4. Conscious Integrated Information Knowledge

Butlin, Patrick, et al. Consciousness in Artificial Intelligence: Insights from the Science of Consciousness. arXiv:2308.08708. In response to increasing concerns, nineteen veteran authorities including Chris Firth, Yousha Bengio and Grace Lindsay have prepared an extensive survey with 13 reference pages which could serve as an overview of the whole subject. (Yet as Eric Schmidt has recently said on TV, until a deeper philosophical ground is achieved such studies as this and the AI field will remain in abeyance.)

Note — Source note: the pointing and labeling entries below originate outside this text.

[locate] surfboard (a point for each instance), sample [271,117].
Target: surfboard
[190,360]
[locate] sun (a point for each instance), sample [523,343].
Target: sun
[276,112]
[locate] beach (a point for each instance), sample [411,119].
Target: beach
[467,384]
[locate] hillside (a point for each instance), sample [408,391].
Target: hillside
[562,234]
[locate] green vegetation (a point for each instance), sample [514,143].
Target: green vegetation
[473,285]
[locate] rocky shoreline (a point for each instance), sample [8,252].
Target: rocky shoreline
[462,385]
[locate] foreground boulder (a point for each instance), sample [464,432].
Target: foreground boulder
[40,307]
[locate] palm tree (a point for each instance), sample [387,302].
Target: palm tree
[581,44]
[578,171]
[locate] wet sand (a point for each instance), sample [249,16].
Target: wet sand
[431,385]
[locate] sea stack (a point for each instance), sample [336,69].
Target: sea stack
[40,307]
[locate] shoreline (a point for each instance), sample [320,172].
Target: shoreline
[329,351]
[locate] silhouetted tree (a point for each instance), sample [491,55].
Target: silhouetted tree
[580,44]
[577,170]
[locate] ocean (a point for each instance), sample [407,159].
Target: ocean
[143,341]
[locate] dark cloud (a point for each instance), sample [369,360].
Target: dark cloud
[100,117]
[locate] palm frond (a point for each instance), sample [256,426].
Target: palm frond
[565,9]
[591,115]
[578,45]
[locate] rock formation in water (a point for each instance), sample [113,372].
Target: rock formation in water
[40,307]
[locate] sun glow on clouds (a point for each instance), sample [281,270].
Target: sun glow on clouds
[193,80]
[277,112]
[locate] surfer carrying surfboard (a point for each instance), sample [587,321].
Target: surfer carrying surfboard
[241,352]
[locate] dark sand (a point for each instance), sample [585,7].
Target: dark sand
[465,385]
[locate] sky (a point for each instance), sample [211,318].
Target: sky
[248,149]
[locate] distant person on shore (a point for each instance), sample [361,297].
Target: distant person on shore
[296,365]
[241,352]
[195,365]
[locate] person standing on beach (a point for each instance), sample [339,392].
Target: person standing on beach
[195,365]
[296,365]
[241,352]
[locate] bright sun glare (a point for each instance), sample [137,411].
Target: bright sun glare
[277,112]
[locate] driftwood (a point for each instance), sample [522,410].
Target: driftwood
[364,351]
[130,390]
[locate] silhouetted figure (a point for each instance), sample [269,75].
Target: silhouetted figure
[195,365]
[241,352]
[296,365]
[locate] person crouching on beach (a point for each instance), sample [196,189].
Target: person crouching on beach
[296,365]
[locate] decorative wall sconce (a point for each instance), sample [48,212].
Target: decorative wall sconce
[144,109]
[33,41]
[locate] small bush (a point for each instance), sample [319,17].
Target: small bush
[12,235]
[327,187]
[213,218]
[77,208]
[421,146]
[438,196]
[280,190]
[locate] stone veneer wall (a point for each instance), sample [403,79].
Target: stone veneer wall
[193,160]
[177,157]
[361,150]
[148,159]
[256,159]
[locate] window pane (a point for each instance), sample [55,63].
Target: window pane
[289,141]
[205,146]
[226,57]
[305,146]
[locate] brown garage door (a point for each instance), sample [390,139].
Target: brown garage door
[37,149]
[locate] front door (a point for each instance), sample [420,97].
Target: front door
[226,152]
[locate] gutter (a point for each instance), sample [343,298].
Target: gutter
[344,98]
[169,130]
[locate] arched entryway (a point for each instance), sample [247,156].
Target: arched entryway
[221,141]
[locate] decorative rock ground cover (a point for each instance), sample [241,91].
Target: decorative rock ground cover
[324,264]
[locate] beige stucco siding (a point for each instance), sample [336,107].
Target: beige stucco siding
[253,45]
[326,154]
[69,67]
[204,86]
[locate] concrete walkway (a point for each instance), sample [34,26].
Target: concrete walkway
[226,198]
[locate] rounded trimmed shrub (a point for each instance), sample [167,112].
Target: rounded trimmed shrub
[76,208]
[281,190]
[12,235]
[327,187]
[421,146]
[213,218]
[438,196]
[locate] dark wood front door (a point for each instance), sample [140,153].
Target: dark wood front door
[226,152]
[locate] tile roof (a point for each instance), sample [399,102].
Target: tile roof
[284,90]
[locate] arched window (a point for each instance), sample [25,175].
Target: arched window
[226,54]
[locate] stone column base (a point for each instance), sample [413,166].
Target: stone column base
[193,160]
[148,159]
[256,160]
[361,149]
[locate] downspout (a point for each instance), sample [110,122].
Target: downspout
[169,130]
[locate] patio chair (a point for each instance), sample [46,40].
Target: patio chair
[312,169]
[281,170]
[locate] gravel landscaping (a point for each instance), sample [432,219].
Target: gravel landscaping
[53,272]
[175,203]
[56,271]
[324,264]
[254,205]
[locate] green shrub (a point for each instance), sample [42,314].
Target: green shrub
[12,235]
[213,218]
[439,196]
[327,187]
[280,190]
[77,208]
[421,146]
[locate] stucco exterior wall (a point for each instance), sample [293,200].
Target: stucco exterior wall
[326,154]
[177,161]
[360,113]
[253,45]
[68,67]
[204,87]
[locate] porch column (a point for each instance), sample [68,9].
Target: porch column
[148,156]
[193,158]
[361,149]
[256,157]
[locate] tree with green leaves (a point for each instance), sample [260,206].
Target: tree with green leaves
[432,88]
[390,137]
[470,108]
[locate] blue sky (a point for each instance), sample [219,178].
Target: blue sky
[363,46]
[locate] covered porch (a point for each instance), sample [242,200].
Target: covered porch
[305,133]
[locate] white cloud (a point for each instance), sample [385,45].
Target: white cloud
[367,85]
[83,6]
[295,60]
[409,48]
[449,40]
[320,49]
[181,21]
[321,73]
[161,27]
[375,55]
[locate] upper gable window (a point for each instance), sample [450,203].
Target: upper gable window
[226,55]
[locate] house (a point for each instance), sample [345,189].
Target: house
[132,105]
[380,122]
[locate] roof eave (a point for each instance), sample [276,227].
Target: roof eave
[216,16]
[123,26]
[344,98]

Whether current or near-term AI systems could be conscious is a new topic of scientific interest and increasing public concern. This report argues for, and exemplifies, a rigorous and empirically grounded approach to AI consciousness by a review of present AI systems in light of the best-supported neuroscientific theories. We survey several prominent scientific versions such as recurrent processing theory, global workspace theory, higher-order theories, predictive processing, and attention schema. From these theories we derive "indicator properties" elucidated in computational terms that allow us to assess AI approaches. We use these indicator properties to consider several recent AI systems, and we discuss how future versions might implement them. Our analysis suggests that no current AI method are conscious, but also suggests that there are no obvious technical barriers to building AI systems which satisfy these indicators. (Abstract)

Chalmers, David. Constructing the World. New York: Oxford University Press, 2012. The Australian National University philosopher, author of the 1996 classic The Conscious Mind, continues his quest to limn the deepest essence of this extant realm we aware selves are born into. But what continues to pass for academic discourse seems inscrutably, almost deliberately dense. It is evident the man has something to report from these far frontiers, but as so many writings some 450 pages get lost in jargon such as “Tenth Excursus: Constructing Epistemic Space.” We quote from the publisher, if one may broach a translation, could it be the “elephant-like” reality that Rudolf, David, and everyone are quite trying to describe is much like a natural genesis with its own parental code?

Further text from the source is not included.